Reputation: 9823
I'm just learning matlab and I have a snippet of code which I don't understand the syntax of. The x is an n x 1 vector.
Code is below
p = (min(x):(max(x)/300):max(x))';
The p vector is used a few lines later to plot the function
plot(p,pp*model,'r');
Upvotes: 0
Views: 65
Reputation: 1
This code examines an array named x
, and finds its minimum value min(x)
and its maximum value max(x)
. It takes the maximum value and divides it by the constant 300.
It doesn't explicitly name any variable, setting it equal to max(x)/300
, but for the sake of explanation, I'm naming it "incr", short for increment.
And, it creates a vector named p
. p
looks something like this:
p = [min(x), min(x) + incr, min(x) + 2*incr, ..., min(x) + 299*incr, max(x)];
Upvotes: 0
Reputation: 8459
Certainly looks to me like an odd thing to be doing. Basically, it's creating a vector of values p
that range from the smallest to the largest values of x
, which is fine, but it's using steps between successive values of max(x)/300
.
If min(x)=300
and max(x)=300.5
then this would only give 1 point for p
.
On the other hand, if min(x)=-1000
and max(x)=0.3
then p
would have thousands of elements.
In fact, it's even worse. If max(x)
is negative, then you would get an error as p
would start from min(x)
, some negative number below max(x)
, and then each element would be smaller than the last.
I think p
must be used to create pp
or model
somehow as well so that the plot works, and without knowing how I can't suggest how to fix this, but I can't think of a good reason why it would be done like this. using linspace(min(x),max(x),300)
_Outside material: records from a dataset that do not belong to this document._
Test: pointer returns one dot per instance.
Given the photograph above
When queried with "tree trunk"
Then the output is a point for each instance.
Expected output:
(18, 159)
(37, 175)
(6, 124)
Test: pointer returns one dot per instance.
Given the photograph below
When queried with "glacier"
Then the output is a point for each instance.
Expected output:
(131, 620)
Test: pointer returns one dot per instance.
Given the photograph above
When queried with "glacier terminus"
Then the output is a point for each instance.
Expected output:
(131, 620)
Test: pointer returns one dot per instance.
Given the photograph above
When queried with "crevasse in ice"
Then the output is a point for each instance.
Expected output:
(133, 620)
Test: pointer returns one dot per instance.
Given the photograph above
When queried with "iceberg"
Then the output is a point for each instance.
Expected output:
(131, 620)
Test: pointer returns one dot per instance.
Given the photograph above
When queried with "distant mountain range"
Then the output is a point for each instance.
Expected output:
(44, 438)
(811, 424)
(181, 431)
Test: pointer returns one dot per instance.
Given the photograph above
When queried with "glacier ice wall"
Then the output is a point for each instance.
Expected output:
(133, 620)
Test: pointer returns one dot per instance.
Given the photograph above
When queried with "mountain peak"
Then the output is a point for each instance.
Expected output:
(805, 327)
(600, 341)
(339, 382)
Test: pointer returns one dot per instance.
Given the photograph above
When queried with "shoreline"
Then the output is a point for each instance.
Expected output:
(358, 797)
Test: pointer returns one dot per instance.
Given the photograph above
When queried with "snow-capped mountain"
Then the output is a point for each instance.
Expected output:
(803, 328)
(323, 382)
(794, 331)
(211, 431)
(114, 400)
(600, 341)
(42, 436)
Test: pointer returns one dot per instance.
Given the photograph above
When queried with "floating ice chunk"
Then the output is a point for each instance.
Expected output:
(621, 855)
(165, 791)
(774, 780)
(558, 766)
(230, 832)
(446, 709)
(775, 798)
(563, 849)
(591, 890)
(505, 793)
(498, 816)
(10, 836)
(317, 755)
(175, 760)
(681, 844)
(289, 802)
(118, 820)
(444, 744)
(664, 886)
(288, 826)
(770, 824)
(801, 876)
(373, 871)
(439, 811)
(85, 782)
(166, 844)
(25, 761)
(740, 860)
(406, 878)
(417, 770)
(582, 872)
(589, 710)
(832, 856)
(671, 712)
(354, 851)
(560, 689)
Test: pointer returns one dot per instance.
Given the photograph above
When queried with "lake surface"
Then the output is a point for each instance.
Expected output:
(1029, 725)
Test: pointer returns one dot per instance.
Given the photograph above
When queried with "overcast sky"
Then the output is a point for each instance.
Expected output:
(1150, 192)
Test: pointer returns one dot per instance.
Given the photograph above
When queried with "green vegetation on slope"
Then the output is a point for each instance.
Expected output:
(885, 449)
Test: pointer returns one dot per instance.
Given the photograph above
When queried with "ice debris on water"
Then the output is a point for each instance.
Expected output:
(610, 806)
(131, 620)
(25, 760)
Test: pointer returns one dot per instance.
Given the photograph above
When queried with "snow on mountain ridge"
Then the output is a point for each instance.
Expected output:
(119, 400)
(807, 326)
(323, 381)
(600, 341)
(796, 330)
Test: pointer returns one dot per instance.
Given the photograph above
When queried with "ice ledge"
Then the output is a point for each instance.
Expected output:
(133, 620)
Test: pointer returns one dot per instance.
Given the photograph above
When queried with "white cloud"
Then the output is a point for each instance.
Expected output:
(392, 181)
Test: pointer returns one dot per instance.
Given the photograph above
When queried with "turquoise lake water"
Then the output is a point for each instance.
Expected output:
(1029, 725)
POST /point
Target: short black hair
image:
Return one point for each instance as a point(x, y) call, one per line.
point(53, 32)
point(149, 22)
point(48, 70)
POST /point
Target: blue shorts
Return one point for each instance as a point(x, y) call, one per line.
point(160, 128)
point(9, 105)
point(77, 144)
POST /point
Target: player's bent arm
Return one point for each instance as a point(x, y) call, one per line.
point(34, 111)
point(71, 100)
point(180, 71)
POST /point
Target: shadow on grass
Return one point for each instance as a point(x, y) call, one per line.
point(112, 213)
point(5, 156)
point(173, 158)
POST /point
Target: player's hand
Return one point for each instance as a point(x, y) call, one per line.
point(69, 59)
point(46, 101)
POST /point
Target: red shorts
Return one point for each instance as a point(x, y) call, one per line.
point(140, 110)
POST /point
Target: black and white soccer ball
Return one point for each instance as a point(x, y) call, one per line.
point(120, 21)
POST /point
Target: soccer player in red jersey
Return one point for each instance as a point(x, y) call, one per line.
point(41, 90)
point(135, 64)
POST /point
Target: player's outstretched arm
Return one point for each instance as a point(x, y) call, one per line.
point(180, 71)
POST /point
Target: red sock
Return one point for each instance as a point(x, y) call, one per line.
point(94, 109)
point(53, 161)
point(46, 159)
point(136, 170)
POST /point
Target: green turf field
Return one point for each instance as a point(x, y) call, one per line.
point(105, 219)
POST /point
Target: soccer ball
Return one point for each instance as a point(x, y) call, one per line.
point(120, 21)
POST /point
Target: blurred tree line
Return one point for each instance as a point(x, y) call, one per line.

or setting the step to (max(x)-min(x))/299
would make more sense to me.
Upvotes: 1
Reputation: 6162
It generates an arithmetic progression.
An arithmetic progression is a sequence of numbers where the next number is equal to the previous number plus a constant. In an arithmetic progression, this constant must stay the same value.
In your code,
min(x)
is the initial value of the sequencemax(x) / 300
is the increment amountmax(x)
is the stopping criteria. When the result of incrementation exceeds this stopping criteria, no more items are generated for the sequence.I cannot comment on this particular choice of initial value and increment amount, without seeing the surrounding code where it was used.
However, from a naive perspective, MATLAB has a linspace
command which does something similar, but not exactly the same.